Se eu morrer, morre comigo um certo modo de ver, disse o poeta. Um poeta é só isto: um certo modo de ver. O diabo é que, de tanto ver, a gente banaliza o olhar. Vê não-vendo. Experimente ver pela primeira vez o que você vê todo dia, sem ver. Parece fácil, mas não é. O que nos cerca, o que nos é familiar, já não desperta curiosidade. O campo visual da nossa rotina é como um vazio.

Você sai todo dia, por exemplo, pela mesma porta. Se alguém lhe perguntar o que é que você vê no seu caminho, você não sabe. De tanto ver, você não vê. Sei de um profissional que passou 32 anos a fio pelo mesmo hall do prédio do seu escritório. Lá estava sempre, pontualíssimo, o mesmo porteiro. Dava-lhe bom-dia e às vezes lhe passava um recado ou uma correspondência. Um dia o porteiro cometeu a descortesia de falecer.

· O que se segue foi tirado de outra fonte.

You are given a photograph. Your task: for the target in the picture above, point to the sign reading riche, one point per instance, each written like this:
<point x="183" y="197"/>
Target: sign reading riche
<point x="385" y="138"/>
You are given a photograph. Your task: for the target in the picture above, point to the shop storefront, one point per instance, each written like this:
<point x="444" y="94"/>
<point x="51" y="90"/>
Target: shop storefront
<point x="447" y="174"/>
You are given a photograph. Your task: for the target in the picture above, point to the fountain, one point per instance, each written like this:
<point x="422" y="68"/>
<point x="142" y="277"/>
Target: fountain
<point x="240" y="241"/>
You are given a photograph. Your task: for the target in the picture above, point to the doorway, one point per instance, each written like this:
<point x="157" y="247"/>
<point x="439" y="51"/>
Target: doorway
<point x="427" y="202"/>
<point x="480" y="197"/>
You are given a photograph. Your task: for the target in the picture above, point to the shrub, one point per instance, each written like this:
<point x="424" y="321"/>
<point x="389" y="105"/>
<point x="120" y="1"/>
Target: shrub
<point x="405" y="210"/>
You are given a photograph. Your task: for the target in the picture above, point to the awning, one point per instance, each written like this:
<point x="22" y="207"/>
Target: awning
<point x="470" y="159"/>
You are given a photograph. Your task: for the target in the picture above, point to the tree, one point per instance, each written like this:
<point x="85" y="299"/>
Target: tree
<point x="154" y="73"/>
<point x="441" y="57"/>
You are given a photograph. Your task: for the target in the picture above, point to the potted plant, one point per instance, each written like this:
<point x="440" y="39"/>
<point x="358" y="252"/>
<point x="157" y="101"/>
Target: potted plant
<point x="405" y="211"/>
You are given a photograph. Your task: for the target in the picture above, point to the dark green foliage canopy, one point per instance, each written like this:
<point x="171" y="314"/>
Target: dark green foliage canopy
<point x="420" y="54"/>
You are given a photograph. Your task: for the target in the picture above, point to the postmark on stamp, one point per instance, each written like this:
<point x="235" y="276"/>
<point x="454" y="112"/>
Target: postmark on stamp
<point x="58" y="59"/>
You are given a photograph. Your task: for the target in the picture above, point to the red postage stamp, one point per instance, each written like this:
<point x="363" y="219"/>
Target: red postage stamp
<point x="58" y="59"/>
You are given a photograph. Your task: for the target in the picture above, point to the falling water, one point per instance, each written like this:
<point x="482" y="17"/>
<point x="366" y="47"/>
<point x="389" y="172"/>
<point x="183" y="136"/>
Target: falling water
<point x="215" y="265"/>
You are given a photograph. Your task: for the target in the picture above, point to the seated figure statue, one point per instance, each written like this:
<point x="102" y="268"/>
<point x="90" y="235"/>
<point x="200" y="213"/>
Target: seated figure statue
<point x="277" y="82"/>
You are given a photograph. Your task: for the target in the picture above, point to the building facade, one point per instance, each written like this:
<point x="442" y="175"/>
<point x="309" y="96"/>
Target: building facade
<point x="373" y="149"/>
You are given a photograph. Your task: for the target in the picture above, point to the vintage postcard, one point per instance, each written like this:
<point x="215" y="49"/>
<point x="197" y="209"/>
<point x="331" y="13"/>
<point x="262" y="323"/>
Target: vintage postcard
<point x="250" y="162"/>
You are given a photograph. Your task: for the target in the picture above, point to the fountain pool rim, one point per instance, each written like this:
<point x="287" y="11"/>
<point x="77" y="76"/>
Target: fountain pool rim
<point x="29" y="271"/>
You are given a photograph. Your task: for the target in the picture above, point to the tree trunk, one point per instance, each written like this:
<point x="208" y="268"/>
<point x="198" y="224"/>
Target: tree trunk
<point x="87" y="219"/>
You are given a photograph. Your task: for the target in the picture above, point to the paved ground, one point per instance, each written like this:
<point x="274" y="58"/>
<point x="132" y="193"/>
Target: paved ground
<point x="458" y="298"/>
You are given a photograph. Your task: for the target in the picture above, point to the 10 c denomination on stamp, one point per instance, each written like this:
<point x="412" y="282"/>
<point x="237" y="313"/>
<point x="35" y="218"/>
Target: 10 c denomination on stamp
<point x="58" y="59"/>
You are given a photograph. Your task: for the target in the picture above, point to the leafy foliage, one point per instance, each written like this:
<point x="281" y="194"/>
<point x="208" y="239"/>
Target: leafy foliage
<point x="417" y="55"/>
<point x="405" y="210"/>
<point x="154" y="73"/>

Como era ele? Sua cara? Sua voz? Como se vestia? Não fazia a mínima idéia. Em 32 anos, nunca o viu. Para ser notado, o porteiro teve que morrer. Se um dia no seu lugar estivesse uma girafa, cumprindo o rito, pode ser também que ninguém desse por sua ausência. O hábito suja os olhos e lhes baixa a voltagem. Mas há sempre o que ver. Gente, coisas, bichos. E vemos? Não, não vemos.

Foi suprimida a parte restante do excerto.